Real Places As Imaginary Places and Imaginary Places as Real Places.
For my Masters degree exhibition in 1989 my series of photographs were accompanied by the words “Horizons: Real places as Imaginary Places and Imaginary Places as Real Places.” These ideas, and approach to making photographs continue to be the ground for my work.
In the eighties “reality” was always being doubted, always shifting, and always dissolving into thin air before our eyes. The word “Reality” was always used with air quotes around it, just to show our doubt.
The photographer Duane Michals said,
“People believe in the reality of photography, but not in the reality of paintings. This gives photographers an enormous advantage. Unfortunately, photographers also believe in the reality of photographs.”
In his “A Failed Attempt to Photograph reality” of 1976 Michal’s describes how “…to photograph reality is to photograph nothing at all.”
Trained as a painter, photography’s confusion / conflation of the real and the imaginary, made photography for me a powerful and transformative means of expression, emotion, and critique.
In an essay for Susan Trangmar’s exhibition ‘Amidst’ in 1994, Yve Lomax introduced me to Michel Serres’ the Logic of Sacks 1991. Lomax describes how;
“My childhood took place in many different spaces, different play, different goings-on. Yet both these spaces were mixed with childhood pretence. They were both real and imaginary, both actual and virtual…But we children were not dualists.”
For Michel Serres these two realms are inseparable, one place is no truer than the other, one space does not come first and the other second.
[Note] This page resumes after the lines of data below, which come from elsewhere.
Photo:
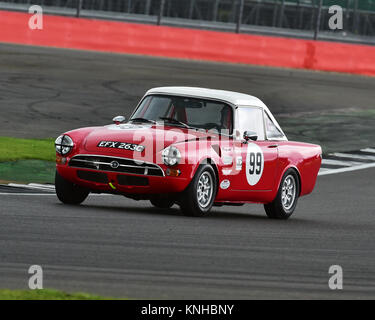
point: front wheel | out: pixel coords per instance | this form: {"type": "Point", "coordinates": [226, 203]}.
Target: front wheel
{"type": "Point", "coordinates": [68, 192]}
{"type": "Point", "coordinates": [198, 198]}
{"type": "Point", "coordinates": [286, 200]}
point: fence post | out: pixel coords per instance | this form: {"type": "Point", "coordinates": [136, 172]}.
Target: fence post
{"type": "Point", "coordinates": [79, 7]}
{"type": "Point", "coordinates": [161, 10]}
{"type": "Point", "coordinates": [239, 18]}
{"type": "Point", "coordinates": [281, 14]}
{"type": "Point", "coordinates": [319, 15]}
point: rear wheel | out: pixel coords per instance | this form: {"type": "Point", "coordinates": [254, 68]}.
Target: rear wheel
{"type": "Point", "coordinates": [198, 198]}
{"type": "Point", "coordinates": [68, 192]}
{"type": "Point", "coordinates": [286, 200]}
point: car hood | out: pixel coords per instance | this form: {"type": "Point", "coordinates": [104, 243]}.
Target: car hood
{"type": "Point", "coordinates": [150, 136]}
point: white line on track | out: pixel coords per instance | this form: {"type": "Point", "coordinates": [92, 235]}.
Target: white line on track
{"type": "Point", "coordinates": [353, 156]}
{"type": "Point", "coordinates": [368, 150]}
{"type": "Point", "coordinates": [47, 194]}
{"type": "Point", "coordinates": [340, 163]}
{"type": "Point", "coordinates": [354, 168]}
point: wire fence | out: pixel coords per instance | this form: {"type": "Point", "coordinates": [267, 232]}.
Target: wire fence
{"type": "Point", "coordinates": [305, 15]}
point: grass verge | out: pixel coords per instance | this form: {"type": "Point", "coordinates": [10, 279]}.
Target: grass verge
{"type": "Point", "coordinates": [46, 294]}
{"type": "Point", "coordinates": [12, 149]}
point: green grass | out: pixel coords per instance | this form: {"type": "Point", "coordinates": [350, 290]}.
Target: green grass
{"type": "Point", "coordinates": [12, 149]}
{"type": "Point", "coordinates": [46, 294]}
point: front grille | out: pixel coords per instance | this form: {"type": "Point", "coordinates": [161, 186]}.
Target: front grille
{"type": "Point", "coordinates": [103, 163]}
{"type": "Point", "coordinates": [92, 176]}
{"type": "Point", "coordinates": [132, 180]}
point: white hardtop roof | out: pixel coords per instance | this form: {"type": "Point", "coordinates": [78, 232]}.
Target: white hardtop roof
{"type": "Point", "coordinates": [235, 98]}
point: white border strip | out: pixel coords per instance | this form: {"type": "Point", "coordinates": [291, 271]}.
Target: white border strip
{"type": "Point", "coordinates": [354, 168]}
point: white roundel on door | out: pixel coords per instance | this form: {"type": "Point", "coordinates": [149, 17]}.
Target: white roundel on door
{"type": "Point", "coordinates": [254, 164]}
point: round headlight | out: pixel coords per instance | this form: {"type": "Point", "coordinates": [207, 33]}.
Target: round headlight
{"type": "Point", "coordinates": [171, 156]}
{"type": "Point", "coordinates": [64, 144]}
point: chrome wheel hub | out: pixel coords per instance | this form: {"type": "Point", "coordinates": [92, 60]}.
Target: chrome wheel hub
{"type": "Point", "coordinates": [204, 189]}
{"type": "Point", "coordinates": [289, 191]}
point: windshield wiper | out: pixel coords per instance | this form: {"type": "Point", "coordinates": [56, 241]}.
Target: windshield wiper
{"type": "Point", "coordinates": [142, 120]}
{"type": "Point", "coordinates": [172, 120]}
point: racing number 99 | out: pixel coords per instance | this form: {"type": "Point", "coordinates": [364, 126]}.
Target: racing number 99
{"type": "Point", "coordinates": [255, 163]}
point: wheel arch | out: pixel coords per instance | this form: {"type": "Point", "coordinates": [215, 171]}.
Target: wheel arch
{"type": "Point", "coordinates": [295, 169]}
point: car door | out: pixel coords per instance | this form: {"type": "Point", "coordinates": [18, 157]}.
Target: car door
{"type": "Point", "coordinates": [259, 158]}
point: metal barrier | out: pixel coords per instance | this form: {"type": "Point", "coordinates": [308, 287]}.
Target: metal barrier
{"type": "Point", "coordinates": [309, 16]}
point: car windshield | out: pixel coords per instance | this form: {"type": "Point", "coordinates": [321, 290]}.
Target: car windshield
{"type": "Point", "coordinates": [184, 111]}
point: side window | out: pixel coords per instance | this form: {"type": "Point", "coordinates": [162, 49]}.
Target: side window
{"type": "Point", "coordinates": [272, 131]}
{"type": "Point", "coordinates": [251, 118]}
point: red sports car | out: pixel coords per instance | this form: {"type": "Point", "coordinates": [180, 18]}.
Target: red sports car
{"type": "Point", "coordinates": [193, 147]}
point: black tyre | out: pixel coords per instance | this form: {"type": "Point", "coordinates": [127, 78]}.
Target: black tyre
{"type": "Point", "coordinates": [199, 196]}
{"type": "Point", "coordinates": [68, 192]}
{"type": "Point", "coordinates": [162, 203]}
{"type": "Point", "coordinates": [286, 200]}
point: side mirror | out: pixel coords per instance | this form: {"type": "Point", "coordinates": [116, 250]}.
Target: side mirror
{"type": "Point", "coordinates": [119, 119]}
{"type": "Point", "coordinates": [250, 135]}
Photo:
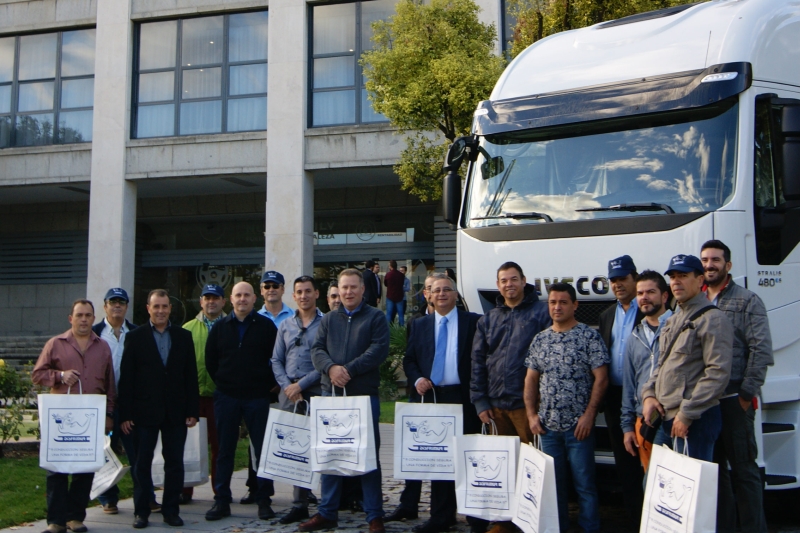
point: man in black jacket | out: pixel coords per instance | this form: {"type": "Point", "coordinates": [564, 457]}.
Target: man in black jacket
{"type": "Point", "coordinates": [158, 393]}
{"type": "Point", "coordinates": [351, 344]}
{"type": "Point", "coordinates": [238, 354]}
{"type": "Point", "coordinates": [438, 365]}
{"type": "Point", "coordinates": [616, 324]}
“I will have to speak about the strange logics of sacks and the hard logic of boxes. A canvas sack folds easily into a canvas sack, and it can conversely contain it as well, whereas if a wooden crate contains a wooden crate, the latter cannot conversely contain the former.”
Traditional hard logic assumes space is not deformable, and that one space will always be a priori to the other, and there will always be a place of certainty. Serres’ theory of sacks describes soft spaces that can be folded and enfolded into one another. Spaces are liquid, fluid, dynamic, and becoming, ever changing and not fixed.
For me, the camera is a paradox machine, and the photograph is a paradox. The light passing through the camera enfolds the indexical touch of light with the imaginary perspective of the photographer. The photograph is both real and unreal at the same time.